There has been a rise in GP prescriptions for alcohol dependency
Hospital admissions linked to alcohol use have more than doubled in England since 1995, an NHS report shows.
Alcohol was the main or secondary cause of 207,800 NHS admissions in 2006/7, compared to 93,500 in 1995/96.
There has also been a 20% rise in the number of GP prescriptions for treating alcohol dependency in the past four years, the NHS Information Centre said.
The British Liver Trust warned that the health impact of alcohol would only get worse in years to come.
Tim Straughan, chief executive of the NHS Information Centre, agreed that alcohol was placing an ever-increasing burden on the NHS.
We are talking about a younger age group, drinking sometimes huge quantities, which can be damaging
Dr Varuna Aluvihare, liver specialist at Kings College Hospital
"These rises paint a worrying picture about the relationship between the population and the bottle," he added.
The figures include hospital admissions for a specific alcohol-related condition - such as liver disease, but also admissions where alcohol is a contributory factor but not the main cause - such as falls due to drunkenness.
Of hospital admissions in 2006/7 specifically due to an alcohol-related diagnosis, almost one in 10 were in under 18 year olds.
In 2006 there were 6,500 deaths related to alcohol, of which two thirds were men - a 19% rise from 2001 figures.
The north west had the highest rate of alcohol-related admissions at 170 per 100,000, while the lowest was the east of England which had 72 per 100,000.
Survey results also contained in the report showed more pupils aged 11 to 15 years who say they have never had an alcoholic drink increased from 39% in 2001 to 45% in 2006.
Dr Chris Record, a liver specialist, says alcohol prices should go up
But those who admit to drinking are drinking more - consuming 11.4 units per week on average, the highest figure ever recorded by the survey.

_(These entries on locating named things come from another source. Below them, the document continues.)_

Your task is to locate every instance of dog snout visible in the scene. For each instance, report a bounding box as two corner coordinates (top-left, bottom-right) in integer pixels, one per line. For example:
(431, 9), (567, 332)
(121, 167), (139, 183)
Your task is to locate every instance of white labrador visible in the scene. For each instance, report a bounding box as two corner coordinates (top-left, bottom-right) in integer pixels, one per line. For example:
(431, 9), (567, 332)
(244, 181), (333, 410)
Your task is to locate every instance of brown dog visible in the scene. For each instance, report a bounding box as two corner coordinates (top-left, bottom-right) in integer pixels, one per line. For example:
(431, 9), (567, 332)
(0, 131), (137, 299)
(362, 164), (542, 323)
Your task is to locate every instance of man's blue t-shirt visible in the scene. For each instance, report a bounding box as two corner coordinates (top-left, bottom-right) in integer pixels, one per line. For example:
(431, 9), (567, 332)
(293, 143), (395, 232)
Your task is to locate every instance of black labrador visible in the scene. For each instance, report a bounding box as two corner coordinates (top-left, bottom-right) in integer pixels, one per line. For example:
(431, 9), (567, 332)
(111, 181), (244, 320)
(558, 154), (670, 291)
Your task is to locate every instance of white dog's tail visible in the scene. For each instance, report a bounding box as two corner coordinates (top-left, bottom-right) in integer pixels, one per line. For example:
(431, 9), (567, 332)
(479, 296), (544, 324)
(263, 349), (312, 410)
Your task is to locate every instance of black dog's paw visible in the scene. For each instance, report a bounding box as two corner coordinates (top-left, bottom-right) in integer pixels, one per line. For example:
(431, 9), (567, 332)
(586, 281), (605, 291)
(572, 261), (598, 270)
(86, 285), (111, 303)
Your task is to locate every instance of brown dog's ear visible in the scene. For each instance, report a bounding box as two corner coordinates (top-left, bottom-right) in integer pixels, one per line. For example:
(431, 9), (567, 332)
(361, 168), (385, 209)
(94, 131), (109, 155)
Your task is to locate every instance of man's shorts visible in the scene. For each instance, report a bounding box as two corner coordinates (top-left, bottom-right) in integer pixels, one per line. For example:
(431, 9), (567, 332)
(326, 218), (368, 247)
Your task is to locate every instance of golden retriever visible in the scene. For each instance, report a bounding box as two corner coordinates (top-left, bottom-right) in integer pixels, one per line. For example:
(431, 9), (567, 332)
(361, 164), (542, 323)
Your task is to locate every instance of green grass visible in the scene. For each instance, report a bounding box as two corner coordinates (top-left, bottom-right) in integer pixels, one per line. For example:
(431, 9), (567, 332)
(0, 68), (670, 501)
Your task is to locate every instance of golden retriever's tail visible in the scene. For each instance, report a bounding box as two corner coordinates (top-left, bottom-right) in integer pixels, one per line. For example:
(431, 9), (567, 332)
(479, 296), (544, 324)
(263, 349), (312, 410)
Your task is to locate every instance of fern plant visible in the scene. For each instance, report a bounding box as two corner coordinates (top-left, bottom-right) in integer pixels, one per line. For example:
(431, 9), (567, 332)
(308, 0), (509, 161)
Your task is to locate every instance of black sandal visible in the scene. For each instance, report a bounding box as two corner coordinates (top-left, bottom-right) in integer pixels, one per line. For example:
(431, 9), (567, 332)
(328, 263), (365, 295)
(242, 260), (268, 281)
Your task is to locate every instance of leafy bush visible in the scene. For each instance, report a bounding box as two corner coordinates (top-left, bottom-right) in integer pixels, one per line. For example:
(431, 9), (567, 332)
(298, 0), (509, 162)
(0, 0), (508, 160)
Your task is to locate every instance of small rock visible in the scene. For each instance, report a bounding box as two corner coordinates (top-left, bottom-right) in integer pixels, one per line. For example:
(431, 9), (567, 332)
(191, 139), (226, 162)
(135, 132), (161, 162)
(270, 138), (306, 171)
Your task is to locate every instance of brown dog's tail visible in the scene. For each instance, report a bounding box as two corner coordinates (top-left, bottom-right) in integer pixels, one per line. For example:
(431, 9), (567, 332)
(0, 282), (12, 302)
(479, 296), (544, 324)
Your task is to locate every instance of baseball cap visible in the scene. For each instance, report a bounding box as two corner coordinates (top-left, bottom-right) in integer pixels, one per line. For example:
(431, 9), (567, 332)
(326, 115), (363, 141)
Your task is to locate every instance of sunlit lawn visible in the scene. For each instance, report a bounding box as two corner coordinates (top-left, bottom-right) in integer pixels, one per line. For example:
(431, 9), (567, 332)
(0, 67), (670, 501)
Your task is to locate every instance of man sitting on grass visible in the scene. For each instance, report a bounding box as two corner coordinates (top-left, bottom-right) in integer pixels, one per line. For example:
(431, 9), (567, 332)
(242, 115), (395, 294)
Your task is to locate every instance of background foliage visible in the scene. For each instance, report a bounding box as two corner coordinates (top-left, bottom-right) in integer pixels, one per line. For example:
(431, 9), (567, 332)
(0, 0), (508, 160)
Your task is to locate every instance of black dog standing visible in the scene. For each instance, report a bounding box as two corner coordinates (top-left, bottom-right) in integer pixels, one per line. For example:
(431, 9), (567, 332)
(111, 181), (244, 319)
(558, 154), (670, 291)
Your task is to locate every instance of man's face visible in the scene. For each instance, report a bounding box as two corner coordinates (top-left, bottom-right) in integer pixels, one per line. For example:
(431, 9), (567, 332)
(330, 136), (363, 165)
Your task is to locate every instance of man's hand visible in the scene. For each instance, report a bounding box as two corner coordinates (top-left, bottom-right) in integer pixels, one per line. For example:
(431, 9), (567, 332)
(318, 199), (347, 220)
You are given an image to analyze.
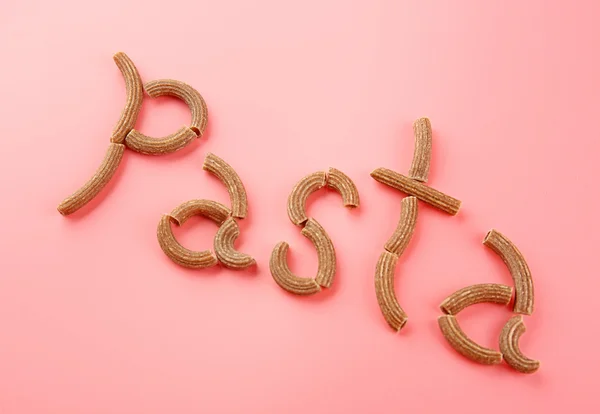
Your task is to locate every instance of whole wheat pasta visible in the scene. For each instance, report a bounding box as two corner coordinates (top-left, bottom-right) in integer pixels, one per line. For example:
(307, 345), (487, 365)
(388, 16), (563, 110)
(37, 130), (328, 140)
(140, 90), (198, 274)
(144, 79), (208, 137)
(408, 118), (431, 182)
(202, 153), (248, 219)
(288, 171), (327, 225)
(500, 315), (540, 374)
(125, 79), (208, 155)
(302, 218), (336, 288)
(371, 168), (460, 215)
(269, 242), (321, 295)
(169, 200), (231, 226)
(384, 196), (418, 256)
(438, 315), (502, 365)
(214, 217), (256, 270)
(375, 252), (408, 332)
(483, 229), (533, 315)
(440, 283), (512, 315)
(156, 214), (218, 269)
(57, 143), (125, 216)
(110, 52), (144, 144)
(327, 168), (360, 208)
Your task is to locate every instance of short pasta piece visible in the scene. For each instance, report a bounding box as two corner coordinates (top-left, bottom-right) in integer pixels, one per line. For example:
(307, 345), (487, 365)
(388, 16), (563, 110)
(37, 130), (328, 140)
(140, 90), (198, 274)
(375, 252), (408, 332)
(302, 218), (336, 288)
(202, 153), (248, 219)
(57, 143), (125, 216)
(483, 229), (533, 315)
(269, 242), (321, 295)
(327, 168), (360, 208)
(156, 214), (218, 269)
(438, 315), (502, 365)
(214, 217), (256, 270)
(157, 200), (230, 269)
(110, 52), (144, 144)
(169, 199), (231, 226)
(371, 168), (461, 215)
(125, 79), (208, 155)
(408, 118), (431, 182)
(500, 315), (540, 374)
(384, 196), (419, 256)
(288, 171), (327, 226)
(440, 283), (512, 315)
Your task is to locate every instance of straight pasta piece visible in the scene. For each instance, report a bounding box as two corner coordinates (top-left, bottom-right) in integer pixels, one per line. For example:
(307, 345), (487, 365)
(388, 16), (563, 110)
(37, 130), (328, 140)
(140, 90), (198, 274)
(440, 283), (513, 315)
(110, 52), (144, 144)
(384, 196), (418, 256)
(408, 118), (431, 182)
(375, 252), (408, 332)
(371, 168), (461, 216)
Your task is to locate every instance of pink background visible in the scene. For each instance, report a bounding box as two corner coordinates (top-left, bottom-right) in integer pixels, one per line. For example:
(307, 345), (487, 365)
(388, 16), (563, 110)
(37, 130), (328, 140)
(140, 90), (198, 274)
(0, 0), (600, 414)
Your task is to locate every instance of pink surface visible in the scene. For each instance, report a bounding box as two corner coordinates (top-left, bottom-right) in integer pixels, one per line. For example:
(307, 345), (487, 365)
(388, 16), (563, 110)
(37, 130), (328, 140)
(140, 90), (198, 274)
(0, 0), (600, 414)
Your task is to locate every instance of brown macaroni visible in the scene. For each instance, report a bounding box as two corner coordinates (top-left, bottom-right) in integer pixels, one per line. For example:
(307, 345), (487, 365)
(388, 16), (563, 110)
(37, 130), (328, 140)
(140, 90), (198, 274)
(483, 229), (533, 315)
(58, 143), (125, 216)
(438, 315), (502, 365)
(202, 153), (248, 218)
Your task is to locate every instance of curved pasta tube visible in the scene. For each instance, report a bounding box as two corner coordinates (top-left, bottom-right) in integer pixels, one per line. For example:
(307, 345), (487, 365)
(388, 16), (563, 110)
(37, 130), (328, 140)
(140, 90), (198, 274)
(288, 171), (327, 226)
(214, 217), (256, 269)
(157, 200), (229, 269)
(440, 283), (512, 315)
(157, 214), (218, 269)
(110, 52), (144, 144)
(326, 167), (360, 208)
(438, 315), (502, 365)
(269, 242), (321, 295)
(408, 118), (431, 182)
(375, 252), (408, 332)
(144, 79), (208, 137)
(57, 143), (125, 216)
(384, 196), (418, 256)
(202, 153), (248, 219)
(125, 79), (208, 155)
(371, 168), (461, 216)
(301, 218), (336, 288)
(483, 229), (533, 315)
(169, 200), (231, 226)
(500, 315), (540, 374)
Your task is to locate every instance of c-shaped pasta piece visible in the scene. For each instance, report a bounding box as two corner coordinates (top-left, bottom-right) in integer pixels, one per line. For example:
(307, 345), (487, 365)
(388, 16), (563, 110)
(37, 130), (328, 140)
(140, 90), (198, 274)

And 30% of 15 year olds said it was fine to get drunk at least once a week, the poll of over 8,000 teens found.
Among adults in 2006, 72% of men and 57% of women reported drinking an alcoholic drink on at least one day in the previous week.
And 12% of men and 7% of women reported drinking on every day in the previous week.
According to the NHS Information Centre alcohol was 69% more affordable in 2007 than in 1980.
Dr Varuna Aluvihare, a liver specialist at Kings College Hospital said: "We are talking about a younger age group, drinking sometimes huge quantities, which can be damaging.
"We are seeing people in their 20s and 30s. When I started practising, we saw people in their 50s."
'Know your limits'
Frank Soodeen, spokesperson for Alcohol Concern said the figures confirmed what they had heard from frontline NHS staff.
"The government needs to shape a response that meets the challenges thrown up by this bulletin.
"Information campaigns are a great first step, but we also need urgent investment in treatment systems that help steer problem drinkers away from harmful behaviour before they develop chronic conditions."
Public Health Minister Dawn Primarolo said the government was working harder than ever to reduce alcohol-related hospital admissions.
"The NHS spends £217m a year on specialist alcohol treatment and I have just launched a £6m campaign to make sure people know their units and know how much they're drinking."
Alison Rogers, chief executive of the British Liver Trusts said: "This is set to hit England hard over the following years because liver disease can take up to 10 years to develop.
"We need action now to protect people's health to stop health harm from alcohol spiralling out of control."